The bike is in amazing condition but it is over 30 years old. I has a scratch on the tank. The tach needs to be replaced. Otherwise the bike is in great condition! But please ask any questions and I’m happy to answer in detail or get a picture. There are basic nicks that just occur with time but nothing major other. The ones on the tank are the most noticeable.

This has been my 2nd rider in Brooklyn for over 5 or 6 years.  It was rebuilt and purchase from AutoBahn Kraftwerks who are AMAZING at what they do.  The bike has been routinely maintained in Brooklyn by Peter at Moto Bogataro, I’ve owned a few airheads and he is the best mechanic I’ve ever worked with.  Love, care, passion and pure knowledge. 

It has been stored in my garage and never kept outdoors.  It starts on first click unless of course it’s really cold then it may take one or two extra.  

It needs a little bit of a wash, I will do it this weekend actually and have it detailed.  🙂  There is no rust AT ALL, that mud is just a puddle I ran over comes right off!!!  Will update photos if I can in time. 
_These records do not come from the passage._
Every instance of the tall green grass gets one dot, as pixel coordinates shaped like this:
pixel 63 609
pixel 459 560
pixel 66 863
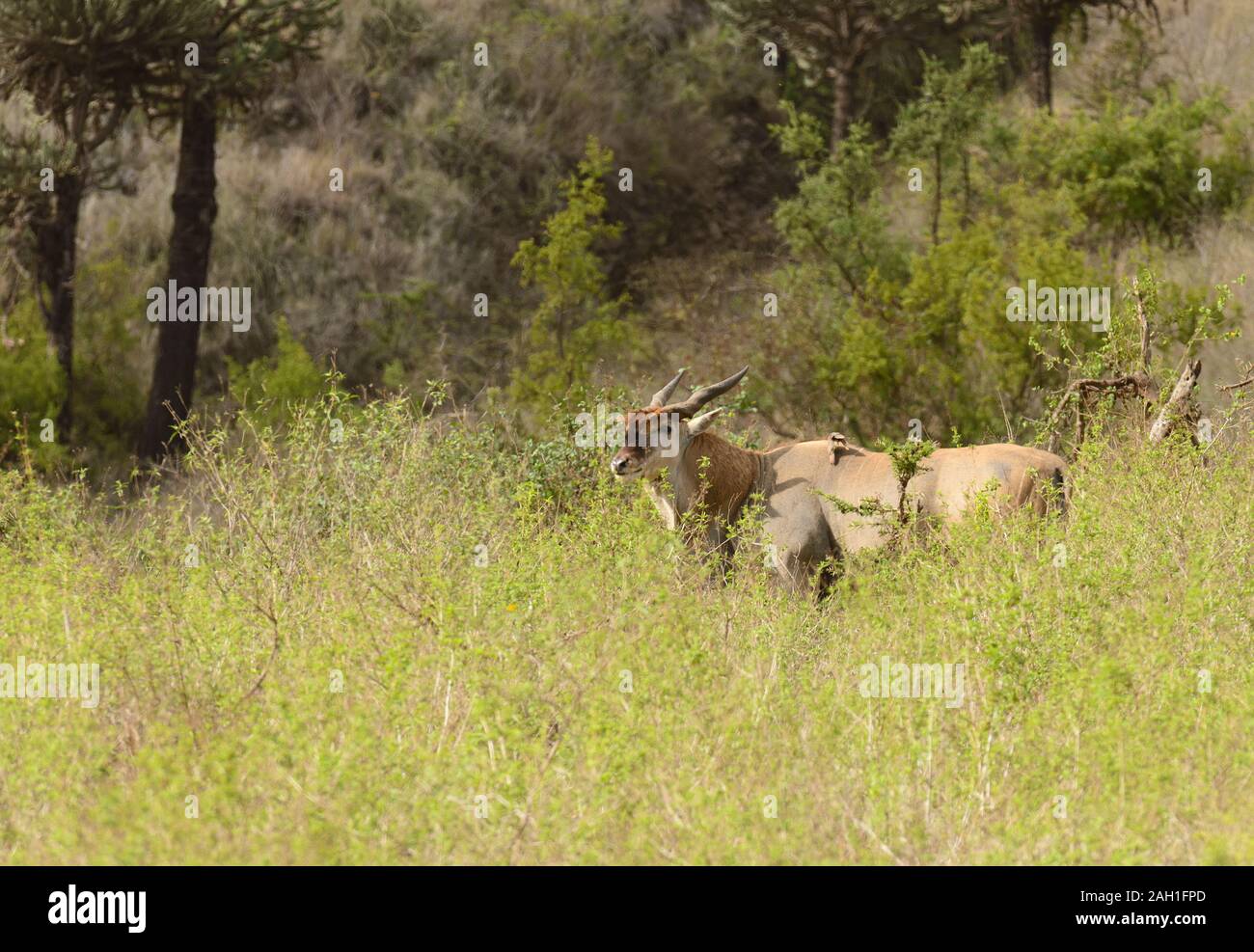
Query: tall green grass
pixel 484 715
The engine is super powerful, responsive, such a blast to drive, great weight balance, comfortable, and just a pleasure even two up. 

Most of the work was done by AutoBahn but I did update the rear shocks, have new tires, worked on brakes, maintained oil change schedule.  An s-fairing could be added to it, all hook up are on the bike. 

I am selling it because I no longer have my apartment with the parking space in 2 months and cannot afford to pay for an indoor lot for two bikes. 

 

1975 BMW R75 L Side Tank

I am familiar with Moto Bogataro, one of the shops he mentions in Brooklyn. They do have an excellent reputation and do lots of work on old Laverdas and Guzzis as well.

This particular bike doesn’t show all that well in the pictures, but the seller claims it just needs a bit of cosmetic TLC. I do believe him that it’s just mud spatters showing on the pipe and not rust, as the same material is obviously there on the seat as well. But the front tire is also looking pretty low and I’m not sure why you wouldn’t take a moment to correct those issues before photographing your bike for sale on eBay. With a Buy-It-Now price of $5,700 it’s not exactly cheap, but you’re looking at what appears to be a very solid example of an extremely classic sport motorcycle.